Некоторые из портов манчжурского прибрежья, в особенности порты бухты Америки, на востоке, и бухт залива Посьет, на западе, легко могли бы приобрести более значительную торговую деятельность. Так, например, вывоз морской капусты из бухты Посьета в три последовательные года представлял, по Гельмерсену, следующие, быстро увеличивающиеся цифры:
В 1864 г.—4.000 р.; в 1865 г.—135.000 р.; в 1866 г. 400.000 р.
Владивосток еще не соединен хорошими путями сообщения с странами внутренней части континента. Летом все движение, направляющееся из этого города в долину Уссури, производится по Амурскому заливу и по реке Суйфун, судоходной для маленьких пароходов на протяжении около 50 верст.

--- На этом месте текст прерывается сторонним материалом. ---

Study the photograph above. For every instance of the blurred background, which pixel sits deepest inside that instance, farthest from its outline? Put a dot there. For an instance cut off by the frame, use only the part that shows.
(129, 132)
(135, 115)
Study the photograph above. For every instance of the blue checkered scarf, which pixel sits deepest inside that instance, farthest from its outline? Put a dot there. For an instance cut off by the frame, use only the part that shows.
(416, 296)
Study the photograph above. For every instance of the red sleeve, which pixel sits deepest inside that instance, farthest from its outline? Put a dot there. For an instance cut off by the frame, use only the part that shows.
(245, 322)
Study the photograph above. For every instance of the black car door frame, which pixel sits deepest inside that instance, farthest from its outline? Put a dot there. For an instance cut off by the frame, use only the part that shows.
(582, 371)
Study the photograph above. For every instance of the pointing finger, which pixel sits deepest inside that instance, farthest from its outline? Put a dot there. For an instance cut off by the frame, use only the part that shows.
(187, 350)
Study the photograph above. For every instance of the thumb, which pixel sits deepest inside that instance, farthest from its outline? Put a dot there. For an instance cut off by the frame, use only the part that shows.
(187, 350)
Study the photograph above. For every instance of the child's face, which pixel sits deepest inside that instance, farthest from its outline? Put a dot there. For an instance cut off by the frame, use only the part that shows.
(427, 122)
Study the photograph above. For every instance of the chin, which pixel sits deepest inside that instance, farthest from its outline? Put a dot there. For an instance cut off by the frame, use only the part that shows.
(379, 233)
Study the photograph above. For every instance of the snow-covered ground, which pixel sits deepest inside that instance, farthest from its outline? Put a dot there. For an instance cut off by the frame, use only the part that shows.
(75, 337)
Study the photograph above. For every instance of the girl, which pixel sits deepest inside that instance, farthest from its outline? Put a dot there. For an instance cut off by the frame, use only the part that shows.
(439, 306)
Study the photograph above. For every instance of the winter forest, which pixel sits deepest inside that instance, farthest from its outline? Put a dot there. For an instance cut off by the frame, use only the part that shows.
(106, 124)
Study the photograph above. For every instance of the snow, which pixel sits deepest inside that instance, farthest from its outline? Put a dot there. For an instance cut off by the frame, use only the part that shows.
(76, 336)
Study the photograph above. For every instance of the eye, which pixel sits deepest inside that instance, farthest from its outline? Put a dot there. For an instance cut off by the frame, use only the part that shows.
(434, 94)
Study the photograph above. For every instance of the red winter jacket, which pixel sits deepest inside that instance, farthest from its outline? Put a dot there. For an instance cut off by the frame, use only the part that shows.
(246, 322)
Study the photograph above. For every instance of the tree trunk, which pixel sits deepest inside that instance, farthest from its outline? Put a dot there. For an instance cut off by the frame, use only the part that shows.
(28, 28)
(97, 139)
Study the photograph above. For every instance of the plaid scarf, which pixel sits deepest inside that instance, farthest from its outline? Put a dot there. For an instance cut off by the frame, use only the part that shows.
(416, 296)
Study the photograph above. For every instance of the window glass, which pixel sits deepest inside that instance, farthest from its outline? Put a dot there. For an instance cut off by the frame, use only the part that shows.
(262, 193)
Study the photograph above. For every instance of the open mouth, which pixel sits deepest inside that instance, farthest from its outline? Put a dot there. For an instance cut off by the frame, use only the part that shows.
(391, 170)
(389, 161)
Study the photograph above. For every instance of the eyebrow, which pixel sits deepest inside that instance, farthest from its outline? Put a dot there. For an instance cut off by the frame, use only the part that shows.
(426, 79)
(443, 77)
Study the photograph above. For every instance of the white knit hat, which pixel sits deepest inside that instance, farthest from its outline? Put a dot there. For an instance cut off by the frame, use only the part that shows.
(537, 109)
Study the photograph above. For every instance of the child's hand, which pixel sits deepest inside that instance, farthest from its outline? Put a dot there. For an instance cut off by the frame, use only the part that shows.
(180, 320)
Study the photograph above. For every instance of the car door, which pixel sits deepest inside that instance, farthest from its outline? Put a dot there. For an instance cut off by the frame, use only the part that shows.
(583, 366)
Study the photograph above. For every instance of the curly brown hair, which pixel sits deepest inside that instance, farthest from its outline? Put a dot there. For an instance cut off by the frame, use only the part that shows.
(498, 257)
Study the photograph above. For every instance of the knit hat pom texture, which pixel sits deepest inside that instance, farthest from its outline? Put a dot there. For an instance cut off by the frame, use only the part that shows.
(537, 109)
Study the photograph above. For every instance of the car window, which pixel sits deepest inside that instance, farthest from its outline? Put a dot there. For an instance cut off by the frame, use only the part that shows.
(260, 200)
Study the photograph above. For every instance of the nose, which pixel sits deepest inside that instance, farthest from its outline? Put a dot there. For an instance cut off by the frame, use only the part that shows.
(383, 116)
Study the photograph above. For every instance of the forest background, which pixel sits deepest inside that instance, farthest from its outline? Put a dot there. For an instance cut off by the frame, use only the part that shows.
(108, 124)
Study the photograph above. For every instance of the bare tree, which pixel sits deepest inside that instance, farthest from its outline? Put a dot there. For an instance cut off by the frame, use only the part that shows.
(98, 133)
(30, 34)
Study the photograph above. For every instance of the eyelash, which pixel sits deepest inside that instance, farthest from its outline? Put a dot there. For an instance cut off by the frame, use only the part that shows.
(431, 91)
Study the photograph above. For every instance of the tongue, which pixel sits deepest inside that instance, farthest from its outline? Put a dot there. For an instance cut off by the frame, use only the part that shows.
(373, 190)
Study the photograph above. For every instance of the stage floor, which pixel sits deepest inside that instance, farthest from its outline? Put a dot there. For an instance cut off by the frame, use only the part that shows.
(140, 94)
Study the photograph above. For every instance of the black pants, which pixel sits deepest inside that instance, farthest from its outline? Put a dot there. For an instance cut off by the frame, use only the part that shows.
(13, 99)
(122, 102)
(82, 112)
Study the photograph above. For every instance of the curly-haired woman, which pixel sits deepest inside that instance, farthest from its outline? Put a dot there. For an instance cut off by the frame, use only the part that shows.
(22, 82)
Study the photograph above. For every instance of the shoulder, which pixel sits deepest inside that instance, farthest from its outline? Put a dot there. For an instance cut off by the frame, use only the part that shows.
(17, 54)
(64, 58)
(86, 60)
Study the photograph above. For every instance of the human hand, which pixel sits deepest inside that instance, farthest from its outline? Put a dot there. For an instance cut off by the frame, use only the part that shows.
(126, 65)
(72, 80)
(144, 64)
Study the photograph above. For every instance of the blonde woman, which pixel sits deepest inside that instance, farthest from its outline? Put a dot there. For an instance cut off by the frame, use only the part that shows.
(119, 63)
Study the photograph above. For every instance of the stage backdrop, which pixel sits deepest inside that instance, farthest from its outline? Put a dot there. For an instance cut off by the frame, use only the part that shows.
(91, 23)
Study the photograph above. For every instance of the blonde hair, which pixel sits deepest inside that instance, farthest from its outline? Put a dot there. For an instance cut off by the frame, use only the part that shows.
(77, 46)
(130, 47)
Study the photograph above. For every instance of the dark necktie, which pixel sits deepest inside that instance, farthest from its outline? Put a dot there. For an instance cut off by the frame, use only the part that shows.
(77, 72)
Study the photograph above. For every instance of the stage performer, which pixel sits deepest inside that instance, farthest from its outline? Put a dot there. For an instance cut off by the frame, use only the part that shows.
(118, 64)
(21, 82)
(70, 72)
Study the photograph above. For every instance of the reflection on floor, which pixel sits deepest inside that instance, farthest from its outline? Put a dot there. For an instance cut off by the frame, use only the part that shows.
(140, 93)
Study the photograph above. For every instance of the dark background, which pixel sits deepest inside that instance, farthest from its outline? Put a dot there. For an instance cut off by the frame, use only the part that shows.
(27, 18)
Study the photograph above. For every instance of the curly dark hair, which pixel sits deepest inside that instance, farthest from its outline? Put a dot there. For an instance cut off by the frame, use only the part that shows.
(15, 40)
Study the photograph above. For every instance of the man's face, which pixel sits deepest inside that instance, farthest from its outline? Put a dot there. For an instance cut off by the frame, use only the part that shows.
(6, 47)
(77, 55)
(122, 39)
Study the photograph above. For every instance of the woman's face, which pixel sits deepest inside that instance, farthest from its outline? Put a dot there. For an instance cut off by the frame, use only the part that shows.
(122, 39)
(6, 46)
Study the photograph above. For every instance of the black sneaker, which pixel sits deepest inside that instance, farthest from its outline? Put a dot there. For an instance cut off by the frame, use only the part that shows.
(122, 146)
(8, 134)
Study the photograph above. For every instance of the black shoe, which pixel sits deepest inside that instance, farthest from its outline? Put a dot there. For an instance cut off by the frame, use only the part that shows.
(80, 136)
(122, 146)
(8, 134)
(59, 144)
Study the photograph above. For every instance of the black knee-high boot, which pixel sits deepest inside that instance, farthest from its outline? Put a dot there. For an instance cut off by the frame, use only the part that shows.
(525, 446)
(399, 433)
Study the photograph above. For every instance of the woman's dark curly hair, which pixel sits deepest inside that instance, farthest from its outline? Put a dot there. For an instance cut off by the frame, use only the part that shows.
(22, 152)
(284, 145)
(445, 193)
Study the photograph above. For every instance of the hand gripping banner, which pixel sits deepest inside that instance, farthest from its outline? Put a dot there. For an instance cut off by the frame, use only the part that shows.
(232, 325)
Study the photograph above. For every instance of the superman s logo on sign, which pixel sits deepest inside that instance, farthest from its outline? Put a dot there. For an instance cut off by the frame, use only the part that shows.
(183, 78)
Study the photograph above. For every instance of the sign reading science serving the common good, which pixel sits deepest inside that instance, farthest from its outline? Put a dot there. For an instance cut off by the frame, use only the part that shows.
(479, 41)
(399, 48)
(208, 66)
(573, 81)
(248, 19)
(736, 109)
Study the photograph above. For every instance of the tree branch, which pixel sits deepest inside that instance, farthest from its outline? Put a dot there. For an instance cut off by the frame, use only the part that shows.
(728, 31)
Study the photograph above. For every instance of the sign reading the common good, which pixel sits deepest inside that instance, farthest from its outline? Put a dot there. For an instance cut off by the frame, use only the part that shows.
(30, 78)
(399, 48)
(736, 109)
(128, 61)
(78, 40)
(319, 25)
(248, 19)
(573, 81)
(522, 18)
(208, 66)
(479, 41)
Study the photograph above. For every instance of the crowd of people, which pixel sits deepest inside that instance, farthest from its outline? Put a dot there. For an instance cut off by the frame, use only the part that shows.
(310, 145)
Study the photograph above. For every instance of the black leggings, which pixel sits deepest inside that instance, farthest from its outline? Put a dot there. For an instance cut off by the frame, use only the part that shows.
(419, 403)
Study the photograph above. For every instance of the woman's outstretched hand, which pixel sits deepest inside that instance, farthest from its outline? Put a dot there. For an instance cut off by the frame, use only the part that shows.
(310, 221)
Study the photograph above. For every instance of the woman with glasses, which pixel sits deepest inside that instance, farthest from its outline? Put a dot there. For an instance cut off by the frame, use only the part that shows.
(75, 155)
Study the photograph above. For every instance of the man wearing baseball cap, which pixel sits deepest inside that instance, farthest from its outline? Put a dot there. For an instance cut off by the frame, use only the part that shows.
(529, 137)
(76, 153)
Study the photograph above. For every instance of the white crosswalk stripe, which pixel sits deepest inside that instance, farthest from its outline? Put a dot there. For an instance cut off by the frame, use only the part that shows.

Но зимой «Восточный Босфор» бывает заперт льдами, хотя воды залива остаются открытыми со стороны моря, и Владивосток временно делается узником. «Владетель Востока» ласкает себя надеждой сделаться современем конечной станцией железной дороги, опоясывающей весь Старый Свет, как он давно уже сделался крайней точкой «датскаго» телеграфа, центральный пункт которого находится в Копенгагене, и который протянул свои проволоки на половине поверхности земного шара.
«Города» бассейна Амура и восточного прибрежья Сибири с населением в 1897 г,:
Бассейн Амура: Нерчинск—6.419 жит.; Нерчинский завод—5.908; Чита—11.106; Благовещенск—20.183; Николаевск—10.806; Хабаровск—14.933 жит.
Приморская область: Охотск—197 жит.; Аян—200; Гижигинск—435; Владивосток—28.896 жит.